The wife of Perthshire legend Andy Robin said she feels like her “heart has been ripped out” following the death of her husband.
The Commonwealth wrestling champion, best known as the adopted father of Hercules the Bear, died this week, aged 84.
His wife of almost 40 years, Maggie Robin, has paid tribute to the gentle giant she raised the 9ft grizzly with for 25 years.
Video of Hercules, broadcast on YouTube by Connor PR, is above this article.
Andy and Maggie met 46 years ago and they set up home on a ranch in Sheriffmuir, near Dunblane, and devoted their lives to raising their unusual companion, agreeing not to have children to give Hercules their undivided attention.
The couple were heartbroken when Hercules died in 2000 but continued a happy life, moving to Auchterarder where Maggie owns the Bear Necessities boutique. Andy suffered a stroke six years ago and his health deteriorated in the last few weeks, leading to his death on Wednesday evening at St Margaret’s Community Hospital.
Maggie said: “We were joined at the hip and were very happy.
“When Hercules was here we were like the three musketeers, we were so happy in our own wee bubble.
“I can’t believe he is gone, he was such a vibrant guy with so much life in him. I feel like my heart has been ripped out.
“We were together 24/7 so I feel quite lost, I have never known a pain like it.”
When the pair met she was a showjumper and he was a wrestler. It was love at first sight and the unusual family of three soon attracted worldwide fame.
Hercules met Margaret Thatcher, dined in pubs on London’s Fleet Street, was named “personality of the year” by the Scottish Tourist Board and drank a lot of beer.
Families turned out in their hundreds to meet him at public events and he became the stuff of international folklore when he went missing for 24 days on the island of Benbecula in the Outer Hebrides in 1980 before being recaptured.
It was Andy’s final wish to be buried in the Hebrides, next to his beloved bear.
In recent years Andy, the son of a Stirling miner, found animal companionship in his Jack Russell, Robbie, who, along with Maggie, comforted him in his final hours.
Despite his ill health, Maggie said her husband kept his legendary charm and kindness until the very end.
“He used to sit outside the shop and people would gravitate to him,” she said.
“He would sit and chat for hours, he just loved talking to people. Even in the hospital there would be six nurses round his bed, he never lost his charm.
“I have never known anyone so kind and thoughtful.
“The story that epitomises him is when we had a fundraiser for a children’s charity and we agreed to do it as long as access was set up for children in wheelchairs to go up and see Hercules. That didn’t happen so Andy lifted each one of them out of their wheelchairs so they could all see him. He had such a soft heart and he always wanted to help people.
“Every Christmas we had waifs and strays because he wouldn’t have anyone spending the day alone. He would invite everyone round and we always ended up with more strangers than family around the table.”

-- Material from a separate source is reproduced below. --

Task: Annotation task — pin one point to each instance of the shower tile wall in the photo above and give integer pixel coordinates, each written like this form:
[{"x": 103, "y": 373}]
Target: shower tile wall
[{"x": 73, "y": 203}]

A headstone marks the final resting place of Hercules, the 9ft, 70 stone grizzly bear who became world famous after escaping in the Outer Hebrides.
Hercules was on the loose for 24 days in the summer of 1980 after he went on the run during filming for an advert.
He was recaptured and returned to his owners Andy and Maggie Robin of Auchterarder.
After his death at the age of 25 in 2000, Hercules was buried at the Robins’ home in Dollar but his remains were later moved to North Uist, closer to where he escaped.
The Robins decided to re-inter the bear’s body – with the help of a JCB – because they were selling up and wanted Hercules to be where he would be remembered.
A specially-made headstone reads: “Hercules the bear lies sleeping here, watching over his beloved islands resting in peace.”
The words were carved into a 450lb slab of granite next to a carved image of the bear himself.